Wednesday, July 05, 2006

Understanding the nature of knowledge

One of the domains within the wider scholarship of learning and teaching agenda is that of knowledge management. I therefore try to ensure that I keep up to date with that discipline as well as my core one of learning and teaching.

I therefore read regularly Denham Grey's Blog Knowledge at Work. His article on Building blocks of knowledge sits well within the constructivist school of learning and knowledge creation however it takes a very different perspective from someone like me who comes to constructivism from a Heideggarian world-view.

As an existentialist the determinist perspective offered by the Principia Cybernetica philosophy, from which the article takes its language, seems limiting. Its reliance on external Darwinian processes linked to a very structured view of cybernetics and systems seems to discount the individual as a participant as well as part of the social fabric. This is where, for me, Heideggar's Dasein as "being-among-one-another" seems to me a much better fit. This view holds with my experience that the one and the many in interaction develop knowledge, it may have external constraints, but it is not predetermined by "evolutionary cybernetics". I would therefore summarise my view that systems do exist and are of influence, but that the participants are as important as the system to the way the system develops. Therefore Asimov's Psychohistory always will be fiction because people matter as well as the system.
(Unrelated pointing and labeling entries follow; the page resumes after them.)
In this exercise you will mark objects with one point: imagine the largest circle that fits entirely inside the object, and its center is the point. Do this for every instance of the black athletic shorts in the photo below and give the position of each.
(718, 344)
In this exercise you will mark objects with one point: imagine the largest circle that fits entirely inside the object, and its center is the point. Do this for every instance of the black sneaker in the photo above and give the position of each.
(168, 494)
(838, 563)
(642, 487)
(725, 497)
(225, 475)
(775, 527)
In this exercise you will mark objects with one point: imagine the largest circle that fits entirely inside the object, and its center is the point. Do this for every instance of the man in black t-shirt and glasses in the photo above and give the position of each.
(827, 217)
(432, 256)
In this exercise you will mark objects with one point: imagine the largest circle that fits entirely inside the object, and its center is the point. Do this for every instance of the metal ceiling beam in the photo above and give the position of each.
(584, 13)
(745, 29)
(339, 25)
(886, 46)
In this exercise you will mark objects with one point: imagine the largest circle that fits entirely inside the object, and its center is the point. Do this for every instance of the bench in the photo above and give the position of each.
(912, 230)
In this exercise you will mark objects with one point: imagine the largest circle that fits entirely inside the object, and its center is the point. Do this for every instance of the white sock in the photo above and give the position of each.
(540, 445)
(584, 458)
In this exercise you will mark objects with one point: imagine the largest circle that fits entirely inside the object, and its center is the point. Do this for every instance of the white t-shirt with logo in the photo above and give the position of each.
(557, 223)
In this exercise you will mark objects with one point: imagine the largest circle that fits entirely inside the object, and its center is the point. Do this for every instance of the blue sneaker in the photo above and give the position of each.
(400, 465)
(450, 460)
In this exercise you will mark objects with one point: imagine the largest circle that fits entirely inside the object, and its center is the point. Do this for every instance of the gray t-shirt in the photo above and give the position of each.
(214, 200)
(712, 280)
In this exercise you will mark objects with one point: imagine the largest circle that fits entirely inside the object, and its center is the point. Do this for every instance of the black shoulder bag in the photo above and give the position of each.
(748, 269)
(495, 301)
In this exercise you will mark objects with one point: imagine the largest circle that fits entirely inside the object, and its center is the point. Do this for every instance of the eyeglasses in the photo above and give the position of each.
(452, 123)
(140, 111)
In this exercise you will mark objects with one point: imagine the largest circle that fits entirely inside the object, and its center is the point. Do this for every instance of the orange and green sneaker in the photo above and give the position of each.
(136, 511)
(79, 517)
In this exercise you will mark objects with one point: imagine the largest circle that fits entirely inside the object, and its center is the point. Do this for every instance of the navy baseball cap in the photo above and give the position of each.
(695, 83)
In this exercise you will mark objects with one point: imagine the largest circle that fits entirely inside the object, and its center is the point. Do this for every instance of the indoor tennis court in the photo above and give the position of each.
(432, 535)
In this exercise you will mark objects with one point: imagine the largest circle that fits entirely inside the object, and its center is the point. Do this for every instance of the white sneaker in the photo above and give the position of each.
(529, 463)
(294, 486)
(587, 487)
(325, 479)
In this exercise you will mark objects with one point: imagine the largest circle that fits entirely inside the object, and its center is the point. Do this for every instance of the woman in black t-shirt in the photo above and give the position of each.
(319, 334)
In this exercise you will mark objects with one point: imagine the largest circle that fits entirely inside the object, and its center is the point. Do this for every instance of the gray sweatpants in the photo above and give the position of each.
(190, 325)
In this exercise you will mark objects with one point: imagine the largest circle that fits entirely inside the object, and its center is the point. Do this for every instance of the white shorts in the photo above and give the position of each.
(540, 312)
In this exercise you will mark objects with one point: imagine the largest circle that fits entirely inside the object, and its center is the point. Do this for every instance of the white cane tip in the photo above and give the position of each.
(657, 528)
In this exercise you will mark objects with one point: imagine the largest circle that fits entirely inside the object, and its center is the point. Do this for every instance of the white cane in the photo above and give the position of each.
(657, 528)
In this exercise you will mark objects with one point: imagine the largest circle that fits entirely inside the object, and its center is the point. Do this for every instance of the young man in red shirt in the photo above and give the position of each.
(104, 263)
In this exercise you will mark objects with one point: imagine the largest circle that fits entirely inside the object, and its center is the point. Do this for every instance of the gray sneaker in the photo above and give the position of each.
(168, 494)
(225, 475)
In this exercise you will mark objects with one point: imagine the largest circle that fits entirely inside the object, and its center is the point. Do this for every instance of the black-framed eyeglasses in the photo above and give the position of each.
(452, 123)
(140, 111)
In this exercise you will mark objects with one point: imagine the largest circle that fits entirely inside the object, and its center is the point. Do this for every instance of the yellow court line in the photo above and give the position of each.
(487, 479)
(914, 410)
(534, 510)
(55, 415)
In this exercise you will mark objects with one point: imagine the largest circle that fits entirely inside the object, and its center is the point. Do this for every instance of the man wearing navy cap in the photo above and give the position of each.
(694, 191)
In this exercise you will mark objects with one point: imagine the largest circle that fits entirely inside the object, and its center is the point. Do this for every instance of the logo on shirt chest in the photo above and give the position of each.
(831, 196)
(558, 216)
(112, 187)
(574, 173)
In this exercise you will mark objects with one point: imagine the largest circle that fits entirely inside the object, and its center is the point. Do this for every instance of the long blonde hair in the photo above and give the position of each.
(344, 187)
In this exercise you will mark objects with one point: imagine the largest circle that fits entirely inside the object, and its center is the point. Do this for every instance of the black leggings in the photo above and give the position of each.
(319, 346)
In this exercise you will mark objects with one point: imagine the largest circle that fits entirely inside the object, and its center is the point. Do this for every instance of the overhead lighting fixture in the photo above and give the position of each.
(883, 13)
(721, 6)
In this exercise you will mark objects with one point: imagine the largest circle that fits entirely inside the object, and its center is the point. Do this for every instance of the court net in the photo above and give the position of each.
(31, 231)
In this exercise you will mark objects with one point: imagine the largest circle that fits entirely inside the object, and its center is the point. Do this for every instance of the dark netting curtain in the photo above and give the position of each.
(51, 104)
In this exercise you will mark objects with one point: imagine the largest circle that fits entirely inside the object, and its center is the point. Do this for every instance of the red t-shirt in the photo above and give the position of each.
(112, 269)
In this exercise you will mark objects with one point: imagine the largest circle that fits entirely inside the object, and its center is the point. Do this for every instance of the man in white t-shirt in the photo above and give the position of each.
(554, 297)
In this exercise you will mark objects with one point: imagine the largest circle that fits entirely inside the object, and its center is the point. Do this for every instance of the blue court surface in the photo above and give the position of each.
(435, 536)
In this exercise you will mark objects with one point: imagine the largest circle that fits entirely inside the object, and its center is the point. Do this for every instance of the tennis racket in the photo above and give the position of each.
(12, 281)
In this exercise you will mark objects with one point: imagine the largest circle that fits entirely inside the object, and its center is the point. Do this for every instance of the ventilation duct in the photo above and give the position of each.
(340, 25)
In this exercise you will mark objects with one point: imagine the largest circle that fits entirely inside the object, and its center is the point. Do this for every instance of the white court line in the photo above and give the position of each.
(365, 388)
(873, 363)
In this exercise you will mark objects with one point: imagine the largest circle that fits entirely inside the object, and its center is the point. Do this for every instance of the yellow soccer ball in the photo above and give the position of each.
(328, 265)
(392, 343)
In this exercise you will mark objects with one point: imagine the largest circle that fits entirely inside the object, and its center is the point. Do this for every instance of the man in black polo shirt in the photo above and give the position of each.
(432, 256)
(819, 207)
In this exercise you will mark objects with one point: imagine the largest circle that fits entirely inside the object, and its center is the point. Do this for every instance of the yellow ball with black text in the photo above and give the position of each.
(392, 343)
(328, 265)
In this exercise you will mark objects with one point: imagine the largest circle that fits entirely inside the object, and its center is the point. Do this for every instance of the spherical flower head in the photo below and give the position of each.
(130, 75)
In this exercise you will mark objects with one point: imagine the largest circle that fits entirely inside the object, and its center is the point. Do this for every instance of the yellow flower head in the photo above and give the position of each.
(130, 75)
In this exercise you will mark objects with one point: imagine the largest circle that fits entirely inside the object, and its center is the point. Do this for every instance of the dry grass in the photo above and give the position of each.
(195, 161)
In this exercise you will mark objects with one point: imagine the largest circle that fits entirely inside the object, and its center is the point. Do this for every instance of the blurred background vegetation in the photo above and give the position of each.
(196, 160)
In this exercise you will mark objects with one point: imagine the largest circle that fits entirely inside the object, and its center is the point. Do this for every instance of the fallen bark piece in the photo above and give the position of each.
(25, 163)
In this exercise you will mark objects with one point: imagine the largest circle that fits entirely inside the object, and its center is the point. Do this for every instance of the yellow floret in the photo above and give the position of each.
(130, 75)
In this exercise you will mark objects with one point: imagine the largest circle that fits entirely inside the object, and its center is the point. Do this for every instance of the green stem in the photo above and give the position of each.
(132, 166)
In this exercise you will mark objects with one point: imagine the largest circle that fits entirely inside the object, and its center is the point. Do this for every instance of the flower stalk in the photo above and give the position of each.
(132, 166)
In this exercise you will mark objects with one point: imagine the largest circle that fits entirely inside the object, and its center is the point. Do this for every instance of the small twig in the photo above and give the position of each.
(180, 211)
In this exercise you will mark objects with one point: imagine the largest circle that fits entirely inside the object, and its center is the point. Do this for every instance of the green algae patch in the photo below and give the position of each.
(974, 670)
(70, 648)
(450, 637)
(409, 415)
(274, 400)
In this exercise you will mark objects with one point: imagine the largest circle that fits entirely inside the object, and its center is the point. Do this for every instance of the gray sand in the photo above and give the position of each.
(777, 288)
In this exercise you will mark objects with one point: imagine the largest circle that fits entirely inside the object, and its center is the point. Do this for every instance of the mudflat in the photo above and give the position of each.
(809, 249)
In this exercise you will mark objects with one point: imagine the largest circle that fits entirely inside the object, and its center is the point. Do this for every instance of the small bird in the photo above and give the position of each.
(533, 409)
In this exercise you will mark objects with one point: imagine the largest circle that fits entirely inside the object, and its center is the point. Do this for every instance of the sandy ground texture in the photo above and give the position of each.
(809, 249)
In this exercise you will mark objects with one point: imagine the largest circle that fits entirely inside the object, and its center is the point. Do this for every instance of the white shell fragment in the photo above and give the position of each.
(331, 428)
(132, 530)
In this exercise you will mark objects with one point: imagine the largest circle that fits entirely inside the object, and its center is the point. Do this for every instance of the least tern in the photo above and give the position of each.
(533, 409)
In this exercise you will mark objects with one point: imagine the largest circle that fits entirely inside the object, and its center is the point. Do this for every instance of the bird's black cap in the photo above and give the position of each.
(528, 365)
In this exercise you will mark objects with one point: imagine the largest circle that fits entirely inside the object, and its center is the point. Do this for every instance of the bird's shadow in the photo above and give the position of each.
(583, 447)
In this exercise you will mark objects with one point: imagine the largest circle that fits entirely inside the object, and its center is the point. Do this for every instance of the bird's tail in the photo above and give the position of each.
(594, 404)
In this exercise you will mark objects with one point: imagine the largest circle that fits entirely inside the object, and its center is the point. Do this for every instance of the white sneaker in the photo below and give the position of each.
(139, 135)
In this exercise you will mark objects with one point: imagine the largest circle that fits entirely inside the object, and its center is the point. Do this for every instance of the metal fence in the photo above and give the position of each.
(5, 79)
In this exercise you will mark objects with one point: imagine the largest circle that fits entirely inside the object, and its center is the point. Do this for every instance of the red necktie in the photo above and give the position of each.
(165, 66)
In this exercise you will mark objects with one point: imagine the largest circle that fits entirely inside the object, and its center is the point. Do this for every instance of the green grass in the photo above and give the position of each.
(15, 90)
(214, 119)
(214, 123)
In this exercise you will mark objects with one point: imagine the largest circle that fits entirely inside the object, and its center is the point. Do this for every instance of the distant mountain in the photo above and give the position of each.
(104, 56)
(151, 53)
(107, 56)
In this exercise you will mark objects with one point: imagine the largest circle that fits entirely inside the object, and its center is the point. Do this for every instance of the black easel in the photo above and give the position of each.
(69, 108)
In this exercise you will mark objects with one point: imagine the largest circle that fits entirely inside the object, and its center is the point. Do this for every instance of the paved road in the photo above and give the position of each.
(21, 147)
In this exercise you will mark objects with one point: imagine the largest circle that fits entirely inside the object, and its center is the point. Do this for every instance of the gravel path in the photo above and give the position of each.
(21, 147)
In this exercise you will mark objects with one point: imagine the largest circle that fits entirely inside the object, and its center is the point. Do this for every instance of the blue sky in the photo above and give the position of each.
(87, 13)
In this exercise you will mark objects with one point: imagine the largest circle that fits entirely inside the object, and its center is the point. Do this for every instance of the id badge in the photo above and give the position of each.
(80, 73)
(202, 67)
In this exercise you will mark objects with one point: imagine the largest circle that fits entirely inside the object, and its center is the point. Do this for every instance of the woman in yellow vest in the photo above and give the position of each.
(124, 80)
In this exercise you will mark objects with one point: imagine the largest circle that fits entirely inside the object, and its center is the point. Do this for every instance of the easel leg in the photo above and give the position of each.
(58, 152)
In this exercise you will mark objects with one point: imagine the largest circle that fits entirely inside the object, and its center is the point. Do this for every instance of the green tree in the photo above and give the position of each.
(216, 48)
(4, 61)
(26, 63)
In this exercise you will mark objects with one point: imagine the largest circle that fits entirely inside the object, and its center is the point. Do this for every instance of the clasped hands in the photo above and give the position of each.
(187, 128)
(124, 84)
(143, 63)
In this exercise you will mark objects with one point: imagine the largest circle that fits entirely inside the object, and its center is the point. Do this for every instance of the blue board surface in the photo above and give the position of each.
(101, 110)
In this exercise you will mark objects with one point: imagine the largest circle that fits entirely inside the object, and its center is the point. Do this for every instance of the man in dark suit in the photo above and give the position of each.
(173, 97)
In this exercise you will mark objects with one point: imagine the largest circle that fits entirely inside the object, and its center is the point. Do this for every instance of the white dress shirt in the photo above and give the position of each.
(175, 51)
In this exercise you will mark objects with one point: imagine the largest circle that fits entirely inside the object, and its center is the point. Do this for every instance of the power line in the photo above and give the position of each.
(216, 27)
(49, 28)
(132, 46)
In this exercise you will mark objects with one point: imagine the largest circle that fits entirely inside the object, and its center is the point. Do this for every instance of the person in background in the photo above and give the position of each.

That being said Denham's own advice on ethnography, separated from the language of the philosophy he uses, seems to make a lot of sense. i.e. When you next practice ethnography, looking to discover how knowledge flows, where it emerges, why it is hard to capture, who has it - think: the object of knowledge, the subjects knowing and how they know, the stories they tell and the relevance of knowing to the context. (adapting the conclusion to the post).

As you can see the post gave me plenty to think about, and the article it references on The Language of Shepherding is well worth a read for anyone involved in dissertation supervision, one to one student idea generation or work-based coaching and mentoring.